You can check out the Obama and Romney campaign pages on education for more details on the differences between the candidates. But what is striking to me, as someone who has been thinking about the history of education in America lately, is what both men share in common. They both put education in economic terms. The goal is to make good on an investment. Obama’s site explains how the president wants to invest in community colleges to ensure folks can find good jobs. Romney wants to ensure students find jobs when they graduate so they can get a return on their investment.
Compare this with Noah Webster’s view of the purpose of education (1790):
Every small district should be furnished with a school, at least four months in a year; when boys are not otherwise employed. This school should be kept by the most reputable and well informed man in the district. Here children should be taught the usual branches of learning; submission to superiors and to laws; the moral or social duties; the history and transactions of their own country; the principles of liberty and government. Here the rough manners of the wilderness should be softened, and the principles of virtue and good behaviour inculcated. The virtues of men are of more consequence to society than their abilities; and for this reason, the heart should be cultivated with more assiduity than the head.
Such a general system of education is neither impracticable nor difficult; and excepting the formation of a federal government that shall be efficient and permanent, it demands the first attention of American patriots. Until such a system shall be adopted and pursued; until the Statesman and Divine shall unite their efforts in forming the human mind, rather than in loping its excressences, after it has been neglected; until Legislators discover that the only way to make good citizens and subjects, is to nourish them from infancy; and until parents shall be convinced that the worst of men are not the proper teachers to make the best; mankind cannot know to what a degree of perfection society and government may be carried. America affords the fairest opportunities for making the experiment, and opens the most encouraging prospect of success.

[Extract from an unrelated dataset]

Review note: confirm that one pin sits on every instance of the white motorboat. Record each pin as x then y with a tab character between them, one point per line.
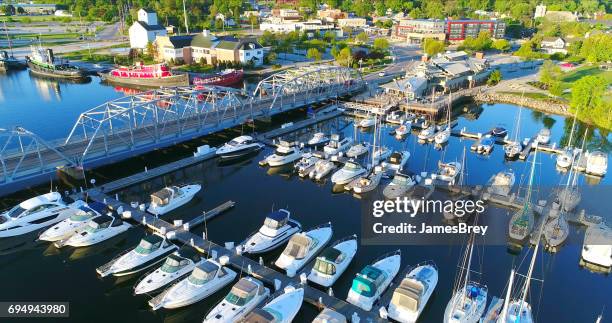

What a difference. “The virtues of men are of more consequence to society than their abilities”–so much for those community colleges and returns on investment. It’s all about your virtue and how your virtue shapes society, not the market. As Webster saw it, the goal of education was to produce fully-fledged citizens. In his time that meant Protestant citizens, hence the need for the Statesman and Divine to work together. But what about for our time? What would “good citizens” nourished form infancy look like now? This is the important educational question of our time, as I see it. Because, as Webster says, a system of schools can produce an unknown “degree of perfection” in society and government.
For a long period in American history the goal of education was the production of proper citizens. What made a citizen proper varied over time and was a source of dispute. Protestant educational reformers sought to inculcate a non-specific Protestantism, to borrow a phrase from Tracy Fessenden, in students. Catholics pushed back. Many non-whites found the Protestant educational establishment thrust upon them. But even with the insidious and systematic power of cultural assimilation and Protestantization, American education aimed at social, civic, and cultural goals.
This election is about the economy, stupid, and so I understand why education has become a line in our national investment portfolio. But that portfolio is worthless in the hands of an atrophied civil society.